Blush was also not a very popular beauty product in the 1960s and was used sparingly to add a little bit of color to the face and warm up the complexion with soft peachy tones.

The 1950s eyebrows – a strong arch and a decent thickness that varied from medium to very thick – were replaced by thin, long, and rounded eyebrows. Brows were neat and understated so they didn't compete with the bold and graphic eye makeup. There were a few exceptions to the rule during the decade, with Audrey Hepburn continuing to embrace her naturally full brows.

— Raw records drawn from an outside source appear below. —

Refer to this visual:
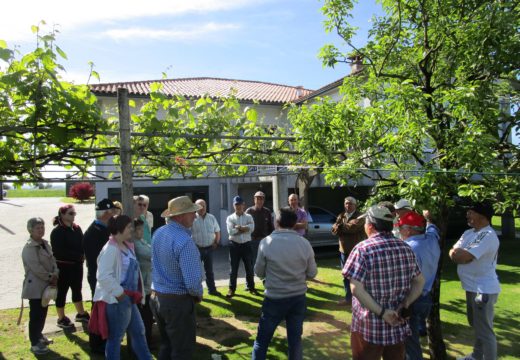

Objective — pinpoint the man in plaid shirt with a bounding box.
[342,206,424,360]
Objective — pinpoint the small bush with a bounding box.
[69,183,94,202]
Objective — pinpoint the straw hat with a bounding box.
[161,196,201,217]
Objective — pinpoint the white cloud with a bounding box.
[103,23,240,40]
[0,0,260,42]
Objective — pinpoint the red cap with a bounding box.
[397,211,426,227]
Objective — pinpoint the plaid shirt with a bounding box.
[342,232,421,345]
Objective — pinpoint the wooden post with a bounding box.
[117,88,134,218]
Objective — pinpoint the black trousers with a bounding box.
[29,299,49,346]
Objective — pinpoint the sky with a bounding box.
[0,0,380,90]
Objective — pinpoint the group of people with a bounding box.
[332,197,500,360]
[22,191,500,360]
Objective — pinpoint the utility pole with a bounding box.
[117,88,134,218]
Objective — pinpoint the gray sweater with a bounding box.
[255,229,318,299]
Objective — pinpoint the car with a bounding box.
[305,206,338,247]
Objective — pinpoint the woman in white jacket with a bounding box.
[93,215,152,360]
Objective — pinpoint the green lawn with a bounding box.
[0,240,520,360]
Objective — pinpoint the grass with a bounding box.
[0,240,520,360]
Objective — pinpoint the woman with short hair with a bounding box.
[93,215,152,360]
[51,204,90,328]
[22,217,59,355]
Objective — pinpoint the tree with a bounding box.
[290,0,520,359]
[0,26,109,181]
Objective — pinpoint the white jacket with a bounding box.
[92,240,145,304]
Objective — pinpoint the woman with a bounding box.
[93,215,152,360]
[22,217,59,355]
[51,204,90,328]
[133,219,153,348]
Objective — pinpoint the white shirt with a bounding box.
[191,213,220,247]
[226,213,255,244]
[453,225,500,294]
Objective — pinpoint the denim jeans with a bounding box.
[339,252,352,301]
[199,246,217,292]
[251,294,307,360]
[405,293,432,360]
[229,241,255,291]
[105,296,152,360]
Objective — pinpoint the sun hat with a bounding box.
[254,191,265,197]
[358,205,394,222]
[397,211,426,228]
[161,196,201,217]
[394,199,412,210]
[42,285,58,307]
[96,199,115,210]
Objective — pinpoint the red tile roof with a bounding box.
[90,77,312,104]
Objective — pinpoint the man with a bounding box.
[397,210,441,360]
[252,209,318,360]
[191,199,221,296]
[151,196,202,360]
[450,203,500,360]
[226,196,258,298]
[287,194,310,236]
[332,196,365,305]
[83,199,116,354]
[343,205,424,359]
[246,191,274,263]
[134,195,153,245]
[83,199,115,297]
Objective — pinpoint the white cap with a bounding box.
[394,199,412,210]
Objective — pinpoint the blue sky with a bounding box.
[0,0,378,89]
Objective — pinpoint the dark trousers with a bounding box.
[229,241,255,291]
[339,252,352,301]
[56,263,83,308]
[150,295,196,360]
[29,299,49,346]
[199,246,217,292]
[350,332,405,360]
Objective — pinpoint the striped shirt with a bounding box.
[342,232,421,345]
[226,213,255,244]
[152,221,202,297]
[191,213,220,247]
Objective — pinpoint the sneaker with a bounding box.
[74,311,90,322]
[457,354,477,360]
[57,316,74,329]
[40,335,54,345]
[31,342,49,355]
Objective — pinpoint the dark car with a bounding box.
[305,206,338,247]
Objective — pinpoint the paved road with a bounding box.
[0,198,258,309]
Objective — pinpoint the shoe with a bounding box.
[57,316,74,329]
[457,354,476,360]
[74,311,90,322]
[31,342,49,355]
[40,335,54,345]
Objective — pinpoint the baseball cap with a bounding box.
[394,199,412,210]
[96,199,115,210]
[358,205,394,222]
[397,211,426,228]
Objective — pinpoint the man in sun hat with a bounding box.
[397,210,441,360]
[151,196,202,359]
[450,202,500,360]
[342,205,424,359]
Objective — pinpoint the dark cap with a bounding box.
[96,199,115,210]
[468,202,494,221]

Other stars, like Sophia Loren, had an even more unique approach to brow grooming that included shaving them off completely before drawing them back on by using eyeliner, a brow pencil, and short, thread-thin strokes.

Popular Hairstyles in the 1960s

As you might've expected by now, the 1960s held some major changes for hairstyles too.

At the beginning of the decade, beehives, bouffants, and styles reminiscent of the 1950s were still the dominant style; however, as the decade slowly took off, the slick pixie cut was also a popular hairstyle, thanks to style icons like Twiggy.

As the 1960s moved into the 1970s, the long, sleek hair seen on Marcia Brady on The Brady Bunch (1969) began to emerge as the sought-after style.

However, the stars of New Wave cinema and Italian film were the ones who mainly influenced popular culture. As a result, Brigitte Bardot was catapulted to international stardom and is arguably the ultimate 1960s siren.

Other iconic actresses of the era include Julie Christie, Catherine Deneuve, Audrey Hepburn, Sophia Loren, Elizabeth Taylor, and Jane Birkin, each with their own signature style and look.

Vidal Sassoon was the hairdressing star of the 1960s with geometric and asymmetrical cuts that revolutionized women's hairstyling. His popular styles were considered to be fresh, sleek, and sharp, much like the 1960s.

Fashion in the 1960s

Fashion of the 1960s, as pretty much everything else, was a pool of diverse trends in a decade that broke many fashion traditions, mirroring social movements during the time.

The decade started off with Jackie Kennedy as the style icon. Her style was clean, simple, well fitted, and embellished with perfectly matched accessories. She wore dresses without collars and jackets that buttoned with only one large top button. She wore low-heeled shoes and hats and put a lot of care into her look, which is why it's not surprising that many women in the U.S. and abroad copied her style with enthusiasm.

Around the middle of the decade, fashions arising from small pockets of young people in a few urban centers received large amounts of media publicity and began to heavily influence both the haute couture of elite designers and the mass-market manufacturers. Examples include the mini skirt, culottes, go-go boots, and more experimental fashions, less often seen on the street, such as curved PVC dresses and other PVC clothes.

Brigitte Bardot was the direct opposite of Jackie Kennedy, and she preferred wearing tacky, bold, and even silly clothes and accessories as opposed to Jackie's put-together, simple, and modest style.

Closing Thoughts

Even though the 1960s were full of hardships, unrest, and some of the most historical social movements, we can't deny the fact that people will always find a way to have a great time and make the most out of a difficult situation.

This is definitely something I think of when I think of the 1960s, along with the new styles and beauty standards that stepped on the scene after the glamorous 1950s.